“Avvertiamo i sauditi di non fare nulla di stupido, perché se faranno qualcosa di stupido non lasceremo in piedi nessun luogo del regno ad eccezione di Mecca e Medina“. Così il ministro della Difesa iraniano, generale Hossein Dehqan, ha risposto alle parole del principe ereditario saudita, Mohammad bin Salman Al Saud, che in un’intervista ha ipotizzato di dare battaglia sul terreno dell’Iran piuttosto che aspettare che Teheran lo faccia in Arabia Saudita.
Dehqan, alla Tv libanese al-Manar secondo quanto riportato dai media iraniani, ha rimarcato che “i sauditi pensano di poter fare qualsiasi cosa perché hanno la forza aerea“, facendo in tal senso riferimento alla campagna di bombardamento saudita in Yemen che ha finora causato la morte di oltre 12.000 persone. Il principe Mohammad bin Salman, che è anche ministro della Difesa saudita, aveva rigettato seccamente nei giorni scorsi la proposta di dialogo lanciata da Teheran affermando, in una intervista alle tv saudite, che non c’è spazio per il dialogo con l’Iran a causa della ambizioni sciite di voler controllare il mondo islamico. Mohammad aveva poi aggiunto che i sauditi non resteranno seduti ad aspettare la guerra, ma “lavoreranno in modo che diventi una battaglia sul suolo dell’Iran e non in Arabia Saudita”.

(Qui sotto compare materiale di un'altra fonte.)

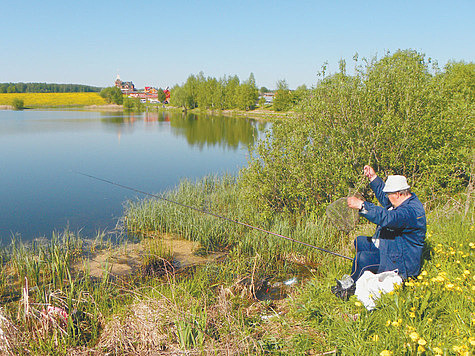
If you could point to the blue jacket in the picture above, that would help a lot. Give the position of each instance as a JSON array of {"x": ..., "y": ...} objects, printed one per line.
[{"x": 401, "y": 231}]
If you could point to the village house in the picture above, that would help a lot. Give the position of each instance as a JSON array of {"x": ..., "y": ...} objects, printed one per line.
[{"x": 125, "y": 87}]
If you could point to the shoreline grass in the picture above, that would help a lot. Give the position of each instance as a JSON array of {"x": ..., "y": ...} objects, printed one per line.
[{"x": 238, "y": 304}]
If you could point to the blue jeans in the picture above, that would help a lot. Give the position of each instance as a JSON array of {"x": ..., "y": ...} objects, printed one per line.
[{"x": 366, "y": 258}]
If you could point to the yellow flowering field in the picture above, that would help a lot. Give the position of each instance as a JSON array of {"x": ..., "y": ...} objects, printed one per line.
[{"x": 32, "y": 100}]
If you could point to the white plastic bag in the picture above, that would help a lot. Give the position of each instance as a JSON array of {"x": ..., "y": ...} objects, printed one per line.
[{"x": 370, "y": 286}]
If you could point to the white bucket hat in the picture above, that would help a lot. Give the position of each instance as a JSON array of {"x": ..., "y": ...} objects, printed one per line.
[{"x": 395, "y": 184}]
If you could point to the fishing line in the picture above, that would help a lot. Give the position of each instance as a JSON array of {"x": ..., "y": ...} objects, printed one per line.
[{"x": 212, "y": 214}]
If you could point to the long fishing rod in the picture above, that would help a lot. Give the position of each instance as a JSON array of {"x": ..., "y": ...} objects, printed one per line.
[{"x": 212, "y": 214}]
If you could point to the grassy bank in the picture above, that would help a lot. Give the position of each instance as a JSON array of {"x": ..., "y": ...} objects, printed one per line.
[
  {"x": 239, "y": 303},
  {"x": 42, "y": 100}
]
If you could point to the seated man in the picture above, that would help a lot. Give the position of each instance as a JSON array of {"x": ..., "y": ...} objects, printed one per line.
[{"x": 399, "y": 238}]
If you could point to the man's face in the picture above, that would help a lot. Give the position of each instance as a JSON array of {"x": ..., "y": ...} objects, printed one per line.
[{"x": 394, "y": 198}]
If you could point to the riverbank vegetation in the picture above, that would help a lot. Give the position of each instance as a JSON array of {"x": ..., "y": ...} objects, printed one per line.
[
  {"x": 53, "y": 100},
  {"x": 264, "y": 294}
]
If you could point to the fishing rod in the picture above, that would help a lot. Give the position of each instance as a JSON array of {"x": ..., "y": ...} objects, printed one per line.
[{"x": 212, "y": 214}]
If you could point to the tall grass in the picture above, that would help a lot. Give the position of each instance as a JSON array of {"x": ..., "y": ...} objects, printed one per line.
[{"x": 219, "y": 195}]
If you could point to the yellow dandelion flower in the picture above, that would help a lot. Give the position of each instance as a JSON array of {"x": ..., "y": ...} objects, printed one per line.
[
  {"x": 414, "y": 336},
  {"x": 422, "y": 342}
]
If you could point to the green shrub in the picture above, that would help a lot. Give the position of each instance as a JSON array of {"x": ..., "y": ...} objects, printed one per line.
[{"x": 392, "y": 114}]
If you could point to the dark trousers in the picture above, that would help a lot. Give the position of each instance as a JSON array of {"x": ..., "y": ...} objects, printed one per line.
[{"x": 366, "y": 258}]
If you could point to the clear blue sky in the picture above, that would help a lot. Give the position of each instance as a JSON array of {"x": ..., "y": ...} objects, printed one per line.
[{"x": 160, "y": 43}]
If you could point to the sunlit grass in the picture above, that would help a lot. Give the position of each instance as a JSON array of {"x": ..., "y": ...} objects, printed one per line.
[
  {"x": 33, "y": 100},
  {"x": 207, "y": 310}
]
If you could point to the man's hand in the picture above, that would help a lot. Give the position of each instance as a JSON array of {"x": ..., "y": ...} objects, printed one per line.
[
  {"x": 355, "y": 203},
  {"x": 369, "y": 172}
]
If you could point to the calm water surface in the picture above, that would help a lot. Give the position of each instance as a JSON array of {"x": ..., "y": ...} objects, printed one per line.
[{"x": 39, "y": 150}]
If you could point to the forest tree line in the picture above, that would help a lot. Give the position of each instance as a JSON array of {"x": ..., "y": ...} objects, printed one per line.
[{"x": 46, "y": 88}]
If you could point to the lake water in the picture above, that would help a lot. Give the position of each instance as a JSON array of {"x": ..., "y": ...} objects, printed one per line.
[{"x": 41, "y": 150}]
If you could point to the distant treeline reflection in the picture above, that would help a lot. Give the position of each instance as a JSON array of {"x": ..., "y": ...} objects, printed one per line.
[{"x": 199, "y": 130}]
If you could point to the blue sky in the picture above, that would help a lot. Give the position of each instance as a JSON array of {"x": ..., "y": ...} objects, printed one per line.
[{"x": 160, "y": 43}]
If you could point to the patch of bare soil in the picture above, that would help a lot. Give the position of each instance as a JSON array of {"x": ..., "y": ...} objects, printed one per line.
[{"x": 125, "y": 259}]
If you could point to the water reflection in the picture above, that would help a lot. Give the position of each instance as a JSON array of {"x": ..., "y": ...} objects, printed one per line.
[
  {"x": 199, "y": 130},
  {"x": 151, "y": 151}
]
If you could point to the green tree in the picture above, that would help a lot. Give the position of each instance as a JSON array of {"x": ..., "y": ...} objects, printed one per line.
[
  {"x": 392, "y": 114},
  {"x": 283, "y": 97},
  {"x": 161, "y": 95}
]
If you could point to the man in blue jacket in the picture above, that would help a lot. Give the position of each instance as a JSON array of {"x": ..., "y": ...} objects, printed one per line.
[{"x": 399, "y": 238}]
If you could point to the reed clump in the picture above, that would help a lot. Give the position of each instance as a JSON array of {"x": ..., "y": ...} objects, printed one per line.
[{"x": 266, "y": 296}]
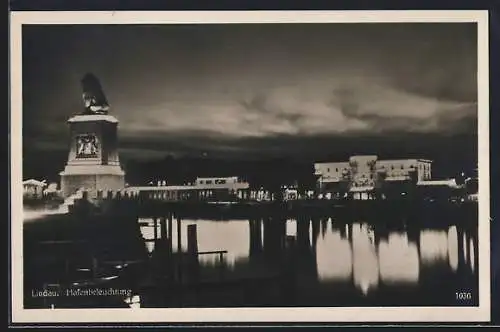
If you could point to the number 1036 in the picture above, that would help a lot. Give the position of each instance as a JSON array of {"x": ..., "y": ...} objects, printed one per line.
[{"x": 463, "y": 296}]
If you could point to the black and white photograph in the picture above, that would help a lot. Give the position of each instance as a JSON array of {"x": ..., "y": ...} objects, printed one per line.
[{"x": 250, "y": 166}]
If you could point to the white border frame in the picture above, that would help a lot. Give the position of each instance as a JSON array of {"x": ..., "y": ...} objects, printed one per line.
[{"x": 336, "y": 314}]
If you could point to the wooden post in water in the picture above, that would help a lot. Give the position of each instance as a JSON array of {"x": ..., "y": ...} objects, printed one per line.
[
  {"x": 192, "y": 239},
  {"x": 179, "y": 233},
  {"x": 179, "y": 250},
  {"x": 193, "y": 252},
  {"x": 163, "y": 229},
  {"x": 170, "y": 233},
  {"x": 155, "y": 230}
]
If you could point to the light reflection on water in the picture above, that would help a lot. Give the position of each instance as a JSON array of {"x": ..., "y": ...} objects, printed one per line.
[
  {"x": 399, "y": 261},
  {"x": 345, "y": 253}
]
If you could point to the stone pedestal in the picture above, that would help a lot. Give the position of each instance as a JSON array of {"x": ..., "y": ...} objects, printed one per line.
[{"x": 93, "y": 162}]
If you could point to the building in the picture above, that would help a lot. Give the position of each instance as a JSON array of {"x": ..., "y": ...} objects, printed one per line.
[
  {"x": 33, "y": 189},
  {"x": 366, "y": 177},
  {"x": 203, "y": 189}
]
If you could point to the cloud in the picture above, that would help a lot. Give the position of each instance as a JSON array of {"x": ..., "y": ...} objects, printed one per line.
[{"x": 304, "y": 109}]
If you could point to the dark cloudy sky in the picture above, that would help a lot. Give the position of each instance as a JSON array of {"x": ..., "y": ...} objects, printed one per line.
[{"x": 259, "y": 89}]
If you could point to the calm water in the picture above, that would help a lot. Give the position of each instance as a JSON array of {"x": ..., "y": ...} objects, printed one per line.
[{"x": 338, "y": 264}]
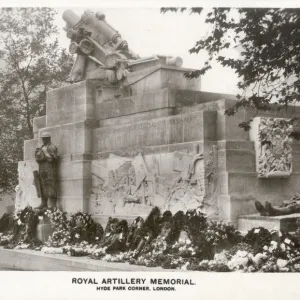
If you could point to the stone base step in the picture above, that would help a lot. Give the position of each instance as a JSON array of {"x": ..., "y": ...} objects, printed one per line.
[
  {"x": 102, "y": 219},
  {"x": 283, "y": 223}
]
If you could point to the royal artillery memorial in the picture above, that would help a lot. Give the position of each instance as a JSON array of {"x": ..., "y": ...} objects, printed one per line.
[{"x": 133, "y": 133}]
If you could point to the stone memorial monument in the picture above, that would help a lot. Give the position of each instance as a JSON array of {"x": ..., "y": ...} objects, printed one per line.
[{"x": 133, "y": 133}]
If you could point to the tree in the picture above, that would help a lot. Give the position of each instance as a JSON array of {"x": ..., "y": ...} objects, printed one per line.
[
  {"x": 269, "y": 65},
  {"x": 31, "y": 63}
]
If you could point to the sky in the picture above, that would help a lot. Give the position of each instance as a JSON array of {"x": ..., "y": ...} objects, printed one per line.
[{"x": 149, "y": 32}]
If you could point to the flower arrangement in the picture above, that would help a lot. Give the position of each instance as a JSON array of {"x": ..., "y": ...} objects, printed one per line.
[{"x": 185, "y": 241}]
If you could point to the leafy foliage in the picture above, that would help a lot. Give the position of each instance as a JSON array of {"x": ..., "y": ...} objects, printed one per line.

Intanto i giornali iraniani di area riformista hanno criticato in prima pagina la censura da parte della Tv pubblica iraniana a un documentario elettorale del presidente dell’Iran, Hassan Rohani. L’emittente statale ha infatti deciso di tagliare sei minuti al documentario di 30 minuti nel quale Rohani parla dei temi affrontati nei suoi quattro anni di governo, dai diritti delle donne a quelli degli studenti, ai diritti civili, ambiente, accordo nucleare, economia. Nel filmato viene inoltre evidenziato il sostegno dato a Rohani dall’ayatollah Akbar Hashemi Rafsanjani, morto nel gennaio scorso.

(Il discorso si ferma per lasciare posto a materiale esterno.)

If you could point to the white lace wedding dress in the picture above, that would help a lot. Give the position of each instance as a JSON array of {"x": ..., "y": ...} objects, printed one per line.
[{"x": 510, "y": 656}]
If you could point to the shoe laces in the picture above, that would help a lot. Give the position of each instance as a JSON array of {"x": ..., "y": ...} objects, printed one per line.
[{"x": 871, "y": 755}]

In alcune parti del film, però, anche la voce è stata tagliata. In particolare durante un discorso di Rohani nel quale gli studenti hanno gridato slogan a favore dell’ex presidente riformista Mohammad Khatami e dei leader del movimento verde del 2009 che contestò i risultati che avevano portato alla rielezione del conservatore Mahmoud Ahmadinejad.